Powered by a streamlined, energy-efficient kitchen with fine-dining touches and a menu of organic, natural and local fare with modest prices, the popular new Yeah! Burger in Atlanta is shaping up as a potential growth vehicle in the fast-casual restaurant segment.
“The customer response has been very positive,” said Erik Maier, a marketing and branding specialist who teamed with Shaun Doty, chef-owner of Shaun’s, a well-regarded casual neighborhood bistro in Atlanta, to open Yeah! Burger in June. He reported that the eatery is attracting long lines of patrons with grass-fed beef burgers, hand-cut French fries, salads made with organic lettuce and organic ice cream shakes.
Maier said he and Doty spent more than two years developing the concept. Early on, they visited trendy upscale hamburger restaurants in New York City, San Francisco, Los Angeles, Chicago and Austin, Texas.

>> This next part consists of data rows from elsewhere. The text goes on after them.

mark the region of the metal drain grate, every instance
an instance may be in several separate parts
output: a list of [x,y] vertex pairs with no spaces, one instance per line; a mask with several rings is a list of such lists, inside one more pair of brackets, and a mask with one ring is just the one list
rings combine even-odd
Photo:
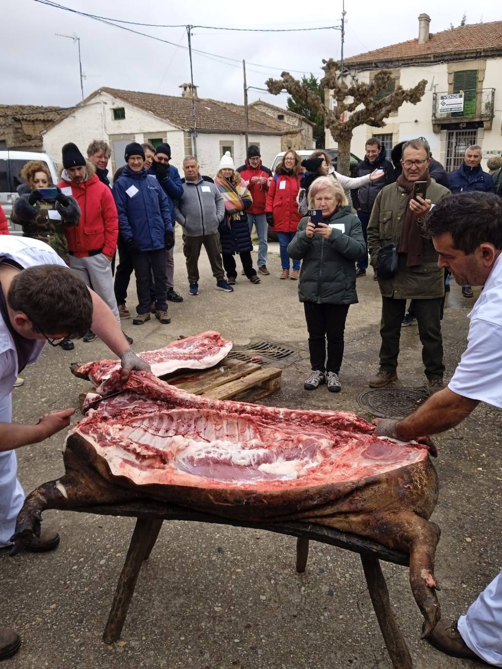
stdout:
[[404,418],[412,413],[428,398],[420,390],[406,388],[373,388],[357,397],[359,405],[380,418]]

“There are some great hamburger places around the country,” said Maier, who is managing partner of the restaurant. “But we wanted to come out with something unique. Our two biggest differentiators are organic and natural ingredients and eco-friendliness.”
The top-selling item is a beef burger, a one-third pound double stack of grass-fed Georgia beef, priced at $7.99. Next in sales rank is a naturally raised, grass-fed bison burger at the same price. In addition, there is a naturally raised turkey burger and a veggie burger made from organic red peas from Sea Island, Georgia, each priced at $5.99. Other signatures include hand-cut French fries, buttermilk Vidalia onion rings and fried pickles with ranch dressing, all fried in canola oil and priced at $2.49 per order. The selection also boasts shakes, which are made with organic soft-serve ice cream, priced at $5.49.
Maier described the Yeah! Burger concept as “a hybrid of fast-casual and fine-dining, or fast-fine.” It incorporates some features associated with more upscale restaurants – not only the scratch cooking and natural and organic ingredients, but also a 17-seat bar with a full liquor license, including a whiskey collection and creative cocktails. There’s also an open kitchen that shows off the cooking action. Designed in a “California casual” style, the 2,500 square-foot spot seats 55 customers in the dining room and more than 40 on a concrete-tiled patio.
In addition to using his fine-dining background as the mastermind behind the food, Doty drew up a compact kitchen with energy-efficient, highly productive equipment and a step-saving workflow. Yeah! Burger runs on daily food deliveries, allowing the space that otherwise would be used for storage to be used for food production.
“We get all of our food every day and we sell it every day,” said Doty. “It’s a sign of the fine-dining culture – a step beyond the old operational style of getting a weekly delivery and putting it all in the freezer.”
It is also an environmentally sustainable restaurant. For starters, the kitchen equipment is Energy Star labeled for energy savings. An energy-management system adjusts the speed of the fans in the kitchen exhaust hoods for the most efficient ventilation. There is also an energy-efficient HVAC system and power-saving LED lighting. “We wanted to carry the green theme throughout the restaurant,” said Maier.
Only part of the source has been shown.